How to extract text from hyperlink using python?-CodePudding

Right now i'm trying to validate it whether it is broken or not and to update in the excel sheet. for that i need to get that text from the hyperlink, so that link for easy understandable.

They will provide all the links in an excel sheet.

Link
https://www.dailythanthi.com/Careers 
https://www.dailythanthi.com/Paper-Ad-Tariff

I need to parse this content like this to excel sheet

Link                               text                           response code
https://www.dailyt...        Careers                                   200
https://www.dailyt...        Paper Advertisement                       404

is it possible to extract text link from the link they provided?

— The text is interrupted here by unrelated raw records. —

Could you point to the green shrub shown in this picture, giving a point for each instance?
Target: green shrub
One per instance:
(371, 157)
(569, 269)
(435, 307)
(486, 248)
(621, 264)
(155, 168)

CodePudding user response：

If you want to get text from the Google spreadsheet directly, you can use the package google_spreadsheet, otherway you can download it, convert it in csv and manipulate it with the csv library.

In order to get the response code, you can use:

import requests
response = requests.get('website_url')
print(str(response)[11:14])

After, to get the title:

from bs4 import BeautifulSoup
soup = BeautifulSoup(response.text, 'html.parser')
for title in soup.find_all('title'):
    print(title.get_text())

CodePudding user response：

Link is a string so you can use string functions in Python to work with it.

For example you can use .split('/')

links = [
  "https://www.dailythanthi.com/Careers",
  "https://www.dailythanthi.com/Paper-Ad-Tariff",
]

for item in links:
    parts = item.split("/") 
    print( parts[3] )

Result:

Careers
Paper-Ad-Tariff

But for more complex tasks you could use standard module urllib.parse

links = [
  "https://www.dailythanthi.com/Careers",
  "https://www.dailythanthi.com/Paper-Ad-Tariff",
]

import urllib.parse

for item in links:
    parts = urllib.parse.urlparse(item)
    print( parts.path[1:] )